Stat 240 Final Project, Group 2: Analysis of Crime in New York City
By: Samuel Pekofsky, Kevin Park, Hazel Mittal, and Joe Doyle
Introduction
In the bustling metropolis of New York City, crime and its demographics are constantly under scrutiny. New York City is the largest and most influential American metropolis in the country. Crime rates are a complex phenomenon that vary significantly based on geographic location, demographic factors such as age, and the severity of the offenses committed. Understanding the intricacies of criminal behavior across New York’s boroughs is paramount for effective law enforcement strategies and social policy formulation. Consequently, we felt that the social significance of this topic made it worth investigating. In addition to affecting public safety, crime is often a reflection of larger socio-economic issues and urban dynamics.
In this project we aim to answer the questions: Is there a difference in the proportions of crime types and the age groups that commit those crimes in the 5 boroughs of New York city? We specifically want to answer the question: How do crime rates and proportions of felony offenses differ between boroughs, if at all? With this in mind, we chose to analyze how arrests for varying crimes differ across the boroughs, especially with respect to age. Towards the end of our analysis, we put a special focus on the age group of 18-24 year olds and felonies simultaneously. We believe that this age group can be very receptive to rehabilitation while also being young enough that if they are not rehabilitated, incidences of recidivism may occur many more times within their lifetime. While the same points can be made about the <18 age group, people under the age of 18 are not legally adults and are subject to different rules, so we felt it would be less useful to focus on this age group. Also, we believe that minors are, on average, far more likely to experience confounding variables such as their home lives and the knowledge that they may be treated more lightly under the law. Additionally, we chose to emphasize felonies because they are commonly perceived as the most threatening categorization of crime to society.

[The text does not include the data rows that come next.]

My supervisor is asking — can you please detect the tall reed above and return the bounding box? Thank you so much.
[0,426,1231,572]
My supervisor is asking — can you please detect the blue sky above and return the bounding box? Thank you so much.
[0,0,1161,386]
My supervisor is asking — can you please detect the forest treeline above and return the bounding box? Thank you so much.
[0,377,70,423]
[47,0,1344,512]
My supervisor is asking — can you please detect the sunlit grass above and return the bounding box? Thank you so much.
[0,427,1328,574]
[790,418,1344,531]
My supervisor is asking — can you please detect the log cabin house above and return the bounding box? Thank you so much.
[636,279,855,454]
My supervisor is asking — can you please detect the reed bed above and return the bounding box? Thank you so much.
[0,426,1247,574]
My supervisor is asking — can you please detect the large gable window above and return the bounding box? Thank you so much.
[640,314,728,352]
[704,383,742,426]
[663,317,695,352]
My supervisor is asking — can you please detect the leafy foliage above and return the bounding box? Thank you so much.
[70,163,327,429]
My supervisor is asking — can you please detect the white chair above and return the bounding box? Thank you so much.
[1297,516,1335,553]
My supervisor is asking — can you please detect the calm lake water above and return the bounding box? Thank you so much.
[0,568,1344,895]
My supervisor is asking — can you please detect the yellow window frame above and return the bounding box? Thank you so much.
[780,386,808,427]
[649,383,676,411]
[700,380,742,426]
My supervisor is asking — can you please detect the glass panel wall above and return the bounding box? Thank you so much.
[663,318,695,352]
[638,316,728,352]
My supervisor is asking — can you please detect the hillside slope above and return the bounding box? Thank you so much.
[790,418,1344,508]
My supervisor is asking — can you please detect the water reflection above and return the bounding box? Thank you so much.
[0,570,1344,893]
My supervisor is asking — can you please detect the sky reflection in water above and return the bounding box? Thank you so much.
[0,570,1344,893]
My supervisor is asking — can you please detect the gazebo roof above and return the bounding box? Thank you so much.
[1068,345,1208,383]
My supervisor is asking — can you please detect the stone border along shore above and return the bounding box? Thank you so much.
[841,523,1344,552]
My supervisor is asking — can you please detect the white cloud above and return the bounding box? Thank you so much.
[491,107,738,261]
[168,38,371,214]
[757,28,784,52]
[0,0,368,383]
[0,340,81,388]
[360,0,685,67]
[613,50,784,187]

In order to get a sense of varying arrests and crime throughout the boroughs, we make use of an arrest data set from the NYPD and population data from the US Census Bureau. Through analyzing this data, we found wide variances in arrests per borough, even when accounting for population differences.
Background
The data that will be used is all contained within the following csv file: “NYPD_Arrest_Data_Year_to_Date.csv”. This file was provided by the City of New York1 This data was collected by the NYPD by recording arrests as they occurred. It has been manually extracted and publicly released on a quartlerly basis.The file we will be using was created on November 10, 2020 and last updated on January 19, 2024. This data is entirely from the year of 2023 so moving through this analysis all the data we will be using will come from the same year only, 2023. As for the data, each instance, or row, represents an arrest in NYC performed by the NYPD.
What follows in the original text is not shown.